I am not even sure what can trigger such acknowledgement and exposure. Even the meddling in US elections has not triggered the United States enough, although at least something is happening.

After this acknowledgement happens, you need a very robust policy of containment. There is no other choice.

People walking near Red Square in Moscow, Russia. (Hadas Parush/Flash90)

Some money flows have to be stopped; some people have to be kicked out of your country, or even stripped of their Western citizenship. There must be much stricter anti-money laundering and due diligence of companies, and auditors should hire Russian or Georgian or Chinese translators to look into the background of people trying to buy assets in the West.

Security services have to have a major say in any strategic purchase related to security, defense or the national interest.

And then obviously there should be more funds for independent investigative reporters. I am friends with an organization called the Organized Crime and Corruption Reporting Project (OCCRP). They tell me that to train one proper investigative journalist and to keep him safe and to keep him protected from libel suits, you have to have a budget of about $300,000 a year, maybe $400,000.

If your readers care about Israel, about keeping it democratic, there should definitely be some civil society efforts

When societies start investing in investigative journalism like that, that’s when the job will be done.
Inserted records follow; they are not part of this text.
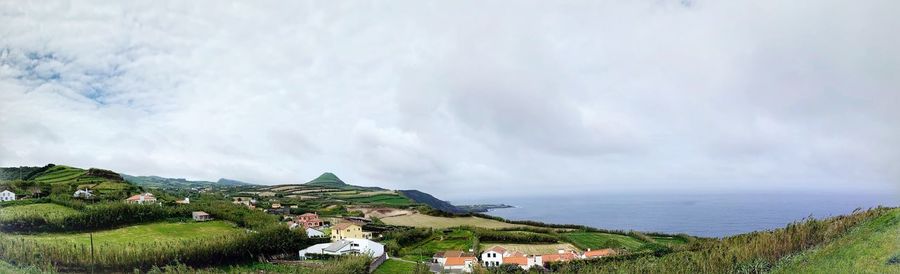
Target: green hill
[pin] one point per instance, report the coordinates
(64, 180)
(327, 179)
(871, 247)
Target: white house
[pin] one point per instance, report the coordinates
(453, 261)
(7, 195)
(346, 246)
(493, 256)
(312, 233)
(82, 193)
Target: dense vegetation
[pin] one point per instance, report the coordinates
(267, 238)
(746, 253)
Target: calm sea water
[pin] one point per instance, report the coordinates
(710, 215)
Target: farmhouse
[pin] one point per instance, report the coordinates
(560, 256)
(498, 255)
(349, 246)
(312, 233)
(600, 253)
(201, 216)
(452, 261)
(309, 220)
(7, 195)
(141, 199)
(348, 230)
(83, 194)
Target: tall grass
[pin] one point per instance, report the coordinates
(754, 252)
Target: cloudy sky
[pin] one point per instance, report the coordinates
(461, 98)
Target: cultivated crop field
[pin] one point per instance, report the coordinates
(49, 212)
(532, 249)
(136, 235)
(598, 240)
(422, 220)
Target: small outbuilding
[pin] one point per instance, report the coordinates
(7, 195)
(201, 216)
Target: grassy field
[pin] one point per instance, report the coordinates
(421, 220)
(668, 240)
(387, 199)
(598, 240)
(457, 239)
(532, 249)
(394, 266)
(49, 212)
(60, 174)
(866, 249)
(127, 236)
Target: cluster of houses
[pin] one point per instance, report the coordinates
(459, 261)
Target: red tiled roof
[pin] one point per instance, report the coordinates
(342, 226)
(458, 261)
(519, 260)
(567, 256)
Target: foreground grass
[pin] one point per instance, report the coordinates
(156, 232)
(458, 239)
(533, 249)
(866, 249)
(599, 240)
(394, 266)
(49, 212)
(422, 220)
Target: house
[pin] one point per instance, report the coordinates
(497, 255)
(600, 253)
(312, 233)
(493, 256)
(141, 199)
(83, 194)
(7, 195)
(560, 256)
(453, 261)
(309, 220)
(349, 246)
(348, 230)
(201, 216)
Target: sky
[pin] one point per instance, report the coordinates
(461, 98)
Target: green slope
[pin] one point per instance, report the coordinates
(327, 179)
(64, 180)
(866, 249)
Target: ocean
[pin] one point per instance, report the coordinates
(707, 215)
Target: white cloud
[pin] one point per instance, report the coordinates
(446, 96)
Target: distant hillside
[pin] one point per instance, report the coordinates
(328, 179)
(230, 182)
(64, 180)
(16, 173)
(425, 198)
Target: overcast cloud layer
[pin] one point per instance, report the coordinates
(461, 98)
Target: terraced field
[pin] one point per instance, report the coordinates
(421, 220)
(598, 240)
(532, 249)
(160, 233)
(60, 174)
(48, 212)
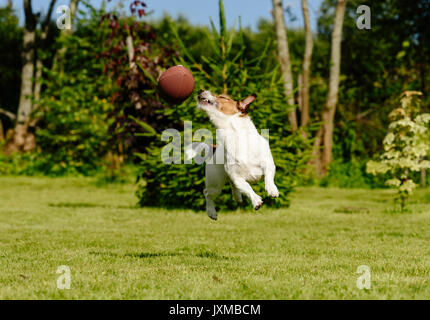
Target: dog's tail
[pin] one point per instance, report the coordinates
(195, 149)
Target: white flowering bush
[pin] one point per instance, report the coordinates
(406, 146)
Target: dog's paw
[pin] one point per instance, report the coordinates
(257, 203)
(212, 213)
(237, 196)
(272, 191)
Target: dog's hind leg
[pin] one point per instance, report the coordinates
(269, 180)
(215, 179)
(245, 188)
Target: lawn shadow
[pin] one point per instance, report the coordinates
(88, 205)
(149, 255)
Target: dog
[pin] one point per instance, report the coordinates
(242, 155)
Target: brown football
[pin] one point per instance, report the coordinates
(176, 84)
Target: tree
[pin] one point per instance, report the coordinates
(20, 139)
(330, 107)
(406, 145)
(284, 60)
(41, 45)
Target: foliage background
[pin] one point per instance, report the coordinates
(86, 119)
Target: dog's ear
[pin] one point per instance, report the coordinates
(245, 103)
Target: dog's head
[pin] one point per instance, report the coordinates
(222, 103)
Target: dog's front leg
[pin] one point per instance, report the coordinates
(215, 179)
(244, 187)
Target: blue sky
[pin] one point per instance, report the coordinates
(199, 11)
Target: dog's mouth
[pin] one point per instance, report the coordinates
(204, 100)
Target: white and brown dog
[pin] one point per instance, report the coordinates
(242, 155)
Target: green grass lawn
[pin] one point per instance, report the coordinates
(118, 251)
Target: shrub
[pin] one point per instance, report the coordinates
(72, 120)
(180, 185)
(406, 145)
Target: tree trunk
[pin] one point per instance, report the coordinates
(73, 5)
(41, 46)
(1, 132)
(25, 104)
(284, 59)
(306, 66)
(330, 108)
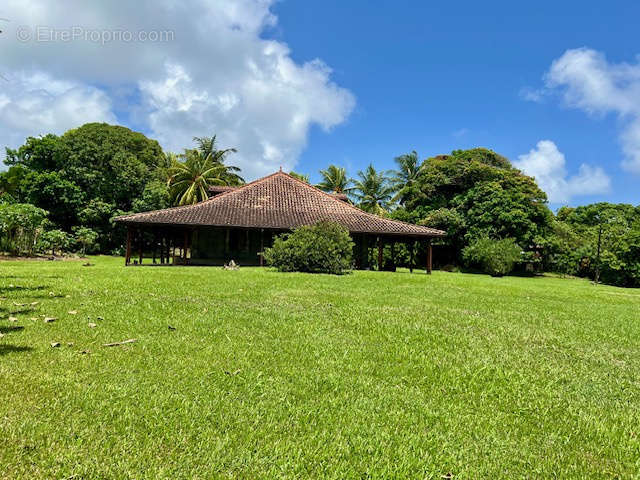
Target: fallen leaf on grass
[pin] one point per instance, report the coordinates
(117, 344)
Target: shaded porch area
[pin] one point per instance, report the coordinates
(153, 244)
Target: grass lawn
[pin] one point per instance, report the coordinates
(369, 375)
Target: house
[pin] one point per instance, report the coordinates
(238, 223)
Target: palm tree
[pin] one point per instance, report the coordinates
(373, 190)
(209, 150)
(189, 181)
(334, 179)
(403, 179)
(300, 176)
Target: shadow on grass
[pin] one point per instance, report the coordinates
(18, 288)
(11, 328)
(7, 349)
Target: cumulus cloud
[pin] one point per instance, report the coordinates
(212, 71)
(548, 166)
(36, 104)
(589, 82)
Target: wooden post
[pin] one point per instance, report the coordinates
(393, 255)
(261, 247)
(141, 246)
(412, 246)
(127, 258)
(184, 250)
(155, 245)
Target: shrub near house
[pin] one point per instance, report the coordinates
(322, 248)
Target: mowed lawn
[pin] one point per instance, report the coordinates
(271, 375)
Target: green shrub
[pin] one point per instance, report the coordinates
(20, 224)
(495, 257)
(322, 248)
(86, 237)
(55, 240)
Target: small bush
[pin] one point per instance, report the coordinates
(20, 226)
(322, 248)
(495, 257)
(55, 240)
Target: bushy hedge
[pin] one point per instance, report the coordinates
(322, 248)
(495, 257)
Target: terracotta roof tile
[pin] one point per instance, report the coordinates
(280, 202)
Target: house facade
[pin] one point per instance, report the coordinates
(238, 223)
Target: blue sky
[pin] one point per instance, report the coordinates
(553, 86)
(434, 76)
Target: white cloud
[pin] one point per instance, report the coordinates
(217, 74)
(548, 166)
(590, 83)
(36, 105)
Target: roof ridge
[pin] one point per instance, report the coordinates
(349, 205)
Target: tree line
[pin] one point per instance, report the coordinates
(62, 192)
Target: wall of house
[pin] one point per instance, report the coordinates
(217, 246)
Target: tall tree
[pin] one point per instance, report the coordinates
(405, 177)
(335, 179)
(207, 146)
(373, 190)
(189, 180)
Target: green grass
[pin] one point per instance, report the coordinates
(269, 375)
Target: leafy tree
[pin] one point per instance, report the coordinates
(335, 179)
(599, 241)
(62, 198)
(495, 257)
(476, 193)
(322, 248)
(20, 225)
(406, 176)
(86, 237)
(373, 190)
(155, 196)
(55, 240)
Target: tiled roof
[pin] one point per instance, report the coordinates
(279, 202)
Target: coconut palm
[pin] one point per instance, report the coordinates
(373, 190)
(405, 177)
(300, 176)
(189, 181)
(334, 179)
(208, 149)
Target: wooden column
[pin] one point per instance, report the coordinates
(127, 258)
(141, 246)
(185, 246)
(412, 248)
(261, 247)
(393, 255)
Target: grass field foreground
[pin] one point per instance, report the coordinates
(270, 375)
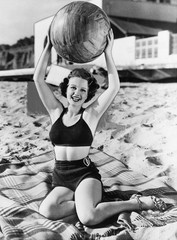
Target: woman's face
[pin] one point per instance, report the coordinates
(77, 91)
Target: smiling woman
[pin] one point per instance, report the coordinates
(77, 191)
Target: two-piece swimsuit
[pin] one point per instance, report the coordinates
(70, 173)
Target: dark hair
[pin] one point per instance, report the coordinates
(82, 73)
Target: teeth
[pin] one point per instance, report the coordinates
(76, 99)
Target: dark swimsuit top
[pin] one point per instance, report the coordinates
(78, 134)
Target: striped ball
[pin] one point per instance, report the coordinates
(79, 32)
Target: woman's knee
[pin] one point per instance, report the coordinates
(88, 217)
(47, 210)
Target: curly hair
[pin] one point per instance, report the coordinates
(82, 73)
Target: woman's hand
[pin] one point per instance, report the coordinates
(49, 42)
(125, 221)
(110, 42)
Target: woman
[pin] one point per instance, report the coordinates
(77, 188)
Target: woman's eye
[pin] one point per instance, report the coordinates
(73, 88)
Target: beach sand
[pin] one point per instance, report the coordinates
(139, 128)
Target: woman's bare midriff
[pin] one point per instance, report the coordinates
(64, 153)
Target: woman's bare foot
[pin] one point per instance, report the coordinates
(149, 202)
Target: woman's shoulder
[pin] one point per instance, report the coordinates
(56, 113)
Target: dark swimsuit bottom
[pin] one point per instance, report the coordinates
(70, 173)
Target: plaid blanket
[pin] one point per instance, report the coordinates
(23, 185)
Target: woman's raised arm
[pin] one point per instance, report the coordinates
(48, 98)
(106, 98)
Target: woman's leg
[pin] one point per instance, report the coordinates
(92, 211)
(59, 204)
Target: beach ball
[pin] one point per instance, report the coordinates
(79, 31)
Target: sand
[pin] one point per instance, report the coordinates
(139, 128)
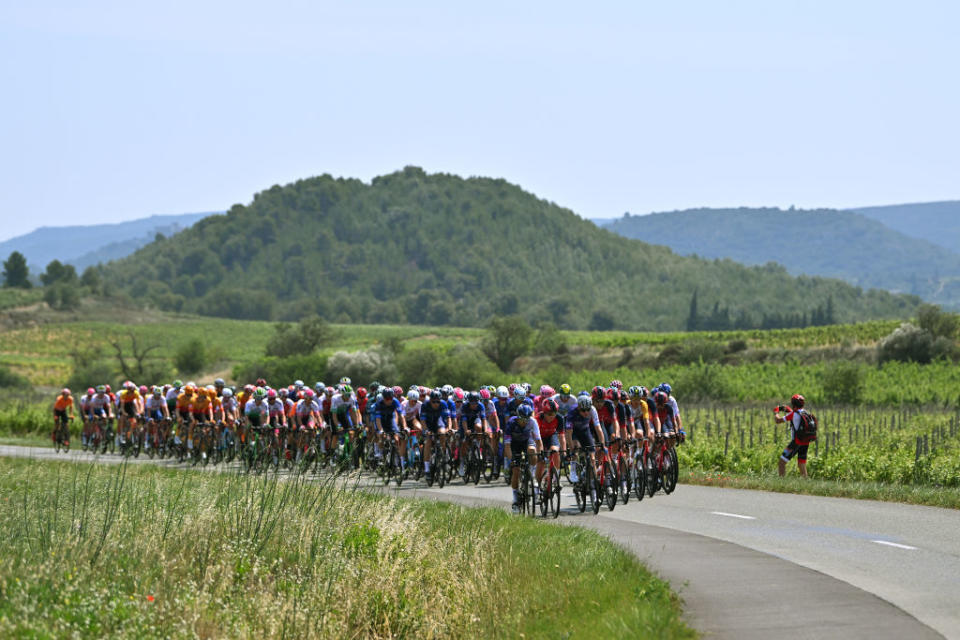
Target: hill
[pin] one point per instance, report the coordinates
(822, 242)
(85, 245)
(936, 222)
(439, 249)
And it can’t be one investigative journalist. You have to have dozens.

If your readers care about Israel, about keeping it democratic, there should definitely be some civil society efforts, some donations, some Kickstarters. Ultimately people should understand that this will hit them back in terms of their own welfare and their access to democratic institutions, but ultimately even economically.
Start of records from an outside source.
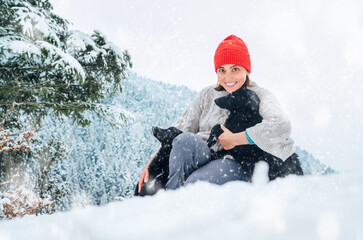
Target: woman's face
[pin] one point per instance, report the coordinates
(231, 76)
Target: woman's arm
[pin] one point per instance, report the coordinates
(273, 133)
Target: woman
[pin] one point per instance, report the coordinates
(190, 159)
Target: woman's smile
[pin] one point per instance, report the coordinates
(231, 76)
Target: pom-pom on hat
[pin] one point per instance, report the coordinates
(232, 50)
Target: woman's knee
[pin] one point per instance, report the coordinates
(219, 172)
(186, 138)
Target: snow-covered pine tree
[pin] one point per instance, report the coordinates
(48, 70)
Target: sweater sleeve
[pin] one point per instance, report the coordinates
(273, 133)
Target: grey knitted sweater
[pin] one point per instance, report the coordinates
(271, 135)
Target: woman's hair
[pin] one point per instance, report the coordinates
(247, 83)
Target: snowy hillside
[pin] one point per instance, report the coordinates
(103, 162)
(309, 207)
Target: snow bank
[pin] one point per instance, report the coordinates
(309, 207)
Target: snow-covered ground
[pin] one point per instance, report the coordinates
(308, 207)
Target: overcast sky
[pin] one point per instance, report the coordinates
(309, 53)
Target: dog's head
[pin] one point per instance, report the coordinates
(166, 136)
(240, 100)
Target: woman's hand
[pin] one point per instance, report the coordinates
(229, 140)
(144, 177)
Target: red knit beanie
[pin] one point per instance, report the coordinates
(232, 50)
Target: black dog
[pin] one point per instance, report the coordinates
(243, 105)
(159, 167)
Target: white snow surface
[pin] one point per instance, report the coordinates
(308, 207)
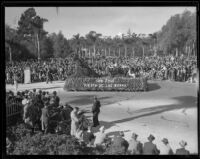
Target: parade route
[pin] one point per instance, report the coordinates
(165, 109)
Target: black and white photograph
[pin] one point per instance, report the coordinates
(113, 80)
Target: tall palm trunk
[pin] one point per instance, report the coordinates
(125, 51)
(10, 53)
(143, 51)
(133, 52)
(94, 51)
(38, 46)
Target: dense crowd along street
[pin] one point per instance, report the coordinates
(43, 112)
(172, 68)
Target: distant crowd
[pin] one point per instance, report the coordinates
(180, 68)
(43, 111)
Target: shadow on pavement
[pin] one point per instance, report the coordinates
(153, 86)
(85, 99)
(183, 102)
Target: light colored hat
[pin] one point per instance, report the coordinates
(183, 143)
(101, 128)
(134, 135)
(151, 137)
(164, 140)
(121, 133)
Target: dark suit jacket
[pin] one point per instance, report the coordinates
(150, 148)
(45, 115)
(120, 145)
(182, 151)
(96, 107)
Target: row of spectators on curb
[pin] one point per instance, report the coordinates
(162, 68)
(38, 104)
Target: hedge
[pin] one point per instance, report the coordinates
(106, 84)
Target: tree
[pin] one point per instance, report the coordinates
(179, 32)
(60, 45)
(30, 26)
(93, 37)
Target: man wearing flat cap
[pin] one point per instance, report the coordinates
(119, 145)
(165, 149)
(65, 112)
(96, 110)
(149, 147)
(45, 118)
(135, 146)
(182, 150)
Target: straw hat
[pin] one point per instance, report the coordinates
(164, 140)
(101, 128)
(151, 137)
(182, 143)
(134, 135)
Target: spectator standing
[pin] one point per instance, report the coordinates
(149, 147)
(182, 150)
(45, 118)
(135, 147)
(74, 121)
(88, 137)
(96, 111)
(119, 145)
(100, 137)
(165, 149)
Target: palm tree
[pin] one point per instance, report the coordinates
(93, 37)
(76, 43)
(37, 25)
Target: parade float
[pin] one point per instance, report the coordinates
(86, 79)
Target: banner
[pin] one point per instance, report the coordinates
(27, 75)
(106, 84)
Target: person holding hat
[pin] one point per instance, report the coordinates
(165, 149)
(88, 137)
(135, 146)
(45, 118)
(74, 121)
(119, 144)
(65, 112)
(56, 99)
(96, 110)
(182, 150)
(100, 137)
(149, 147)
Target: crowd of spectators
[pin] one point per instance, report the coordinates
(180, 68)
(37, 108)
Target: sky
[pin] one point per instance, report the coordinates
(109, 21)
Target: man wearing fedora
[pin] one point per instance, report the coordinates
(165, 149)
(135, 146)
(45, 118)
(149, 147)
(100, 137)
(96, 110)
(119, 144)
(74, 121)
(182, 150)
(65, 112)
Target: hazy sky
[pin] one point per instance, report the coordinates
(108, 21)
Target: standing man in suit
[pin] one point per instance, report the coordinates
(149, 147)
(74, 121)
(45, 118)
(165, 149)
(182, 150)
(96, 110)
(119, 145)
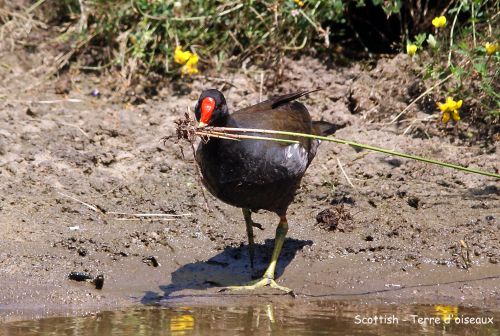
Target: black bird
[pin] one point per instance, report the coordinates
(258, 174)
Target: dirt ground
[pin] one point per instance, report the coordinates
(391, 234)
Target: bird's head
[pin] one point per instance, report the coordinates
(211, 108)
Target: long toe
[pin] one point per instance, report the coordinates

It could happen in very unexpected ways. Your child could end up in a war with Syria, or some conflict instigated by Russia somewhere in the world. In a way this is a repetition of the 1930s. No one thought that events in Nazi Germany would have any repercussions for the United States. But then the country ended up fighting the Germans when it was too late.
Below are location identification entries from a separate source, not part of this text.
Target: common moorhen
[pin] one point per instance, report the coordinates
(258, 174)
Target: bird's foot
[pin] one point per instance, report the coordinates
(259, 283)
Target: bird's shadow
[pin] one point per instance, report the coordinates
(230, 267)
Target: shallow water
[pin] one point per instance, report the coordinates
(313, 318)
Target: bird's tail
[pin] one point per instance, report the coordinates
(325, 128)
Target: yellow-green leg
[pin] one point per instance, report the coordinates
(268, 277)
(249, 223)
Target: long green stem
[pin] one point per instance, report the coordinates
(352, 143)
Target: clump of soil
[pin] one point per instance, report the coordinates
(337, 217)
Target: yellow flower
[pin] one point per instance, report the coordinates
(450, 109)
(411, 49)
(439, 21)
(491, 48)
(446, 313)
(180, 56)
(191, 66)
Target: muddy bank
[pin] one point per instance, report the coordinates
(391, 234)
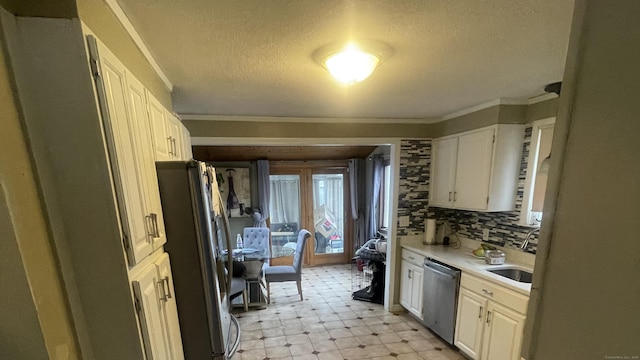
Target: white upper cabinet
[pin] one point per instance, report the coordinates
(139, 120)
(138, 225)
(156, 306)
(161, 140)
(174, 130)
(187, 153)
(171, 139)
(536, 183)
(477, 170)
(443, 171)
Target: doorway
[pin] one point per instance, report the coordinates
(312, 196)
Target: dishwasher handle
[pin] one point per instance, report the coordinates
(441, 269)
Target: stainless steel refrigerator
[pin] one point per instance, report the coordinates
(188, 192)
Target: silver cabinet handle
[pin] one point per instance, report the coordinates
(163, 295)
(170, 146)
(175, 147)
(487, 292)
(154, 221)
(166, 291)
(149, 223)
(166, 280)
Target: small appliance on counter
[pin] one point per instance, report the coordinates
(494, 257)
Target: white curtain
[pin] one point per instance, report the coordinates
(355, 186)
(331, 196)
(373, 197)
(285, 200)
(264, 194)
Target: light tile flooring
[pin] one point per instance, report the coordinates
(328, 324)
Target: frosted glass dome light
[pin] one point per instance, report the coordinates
(353, 62)
(351, 65)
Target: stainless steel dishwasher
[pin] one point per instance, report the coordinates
(440, 297)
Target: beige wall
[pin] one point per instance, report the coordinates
(586, 288)
(33, 305)
(41, 8)
(498, 114)
(101, 20)
(255, 129)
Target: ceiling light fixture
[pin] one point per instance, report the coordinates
(352, 63)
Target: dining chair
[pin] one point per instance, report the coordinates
(292, 272)
(257, 238)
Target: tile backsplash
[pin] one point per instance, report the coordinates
(413, 197)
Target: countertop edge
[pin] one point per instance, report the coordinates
(462, 259)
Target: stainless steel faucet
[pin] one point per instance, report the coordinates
(525, 243)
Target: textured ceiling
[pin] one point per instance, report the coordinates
(254, 57)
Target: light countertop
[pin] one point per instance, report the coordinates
(462, 259)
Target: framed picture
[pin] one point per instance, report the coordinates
(235, 187)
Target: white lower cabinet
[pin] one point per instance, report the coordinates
(157, 311)
(490, 320)
(411, 282)
(469, 324)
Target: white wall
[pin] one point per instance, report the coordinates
(586, 290)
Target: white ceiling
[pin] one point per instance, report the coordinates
(254, 57)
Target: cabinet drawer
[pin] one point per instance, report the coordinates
(412, 257)
(506, 297)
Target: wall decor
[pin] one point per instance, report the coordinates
(235, 189)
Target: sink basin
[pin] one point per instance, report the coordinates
(514, 274)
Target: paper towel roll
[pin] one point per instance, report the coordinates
(430, 231)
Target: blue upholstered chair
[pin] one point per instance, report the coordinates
(257, 239)
(288, 273)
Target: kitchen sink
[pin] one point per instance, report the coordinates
(514, 274)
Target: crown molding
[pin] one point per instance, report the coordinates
(488, 104)
(128, 26)
(541, 98)
(305, 119)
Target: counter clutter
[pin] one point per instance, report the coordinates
(489, 310)
(463, 259)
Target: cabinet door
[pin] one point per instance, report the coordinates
(157, 121)
(174, 130)
(503, 333)
(187, 153)
(169, 308)
(146, 165)
(473, 169)
(149, 306)
(405, 284)
(443, 171)
(416, 290)
(470, 322)
(112, 92)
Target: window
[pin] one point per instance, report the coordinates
(385, 202)
(536, 183)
Could this covert Russian influence constitute a factor in a future Israeli war?

The West is like a small clean lake, or relatively clean lake, in the middle of a swamp. And the floodgates have been opened

What people in general in the West should understand is that the West and NATO are now becoming a minority force in the world; the power of the United States is declining. These large authoritarian states are taking over if not the world then at least Eurasia, countries like China and Malaysia that are not going to become democratic any time soon. The richer they get, the more authoritarian and the more aggressive and expansionist they become.

Democratic countries are becoming like an oasis in the desert. A better metaphor is that the West is like a small clean lake, or relatively clean lake, in the middle of a swamp. And the floodgates have been opened. It’s not like the small lake will clean up the swamp. It’s the other way around. So unless you close the doors and put some filters in place, you will be taken over as a swamp as well.

It won’t be easy. Consumption in the West will have to be scaled back from those money flows from Eurasia. Some industries will have to suffer, especially those that benefit from gas and oil contracts, as well as lobbyists, PR people, lawyers, all offshore accountants and real estate people. They will have to suffer; they will not make as much money.

But the society as a whole will benefit and be able to hold on to its values, like due diligence and good governance.

In terms of Israel specifically, if this does not happen, then I think the NATO alliance will be marginalized and might have to be involved in conflicts it doesn’t want. And then Israel will be much more on its own against its foes, and might not receive as much American help as it might hope to in such circumstances.

So all this has direct security implications for Israel as a society, and Israel as a state, unfortunately.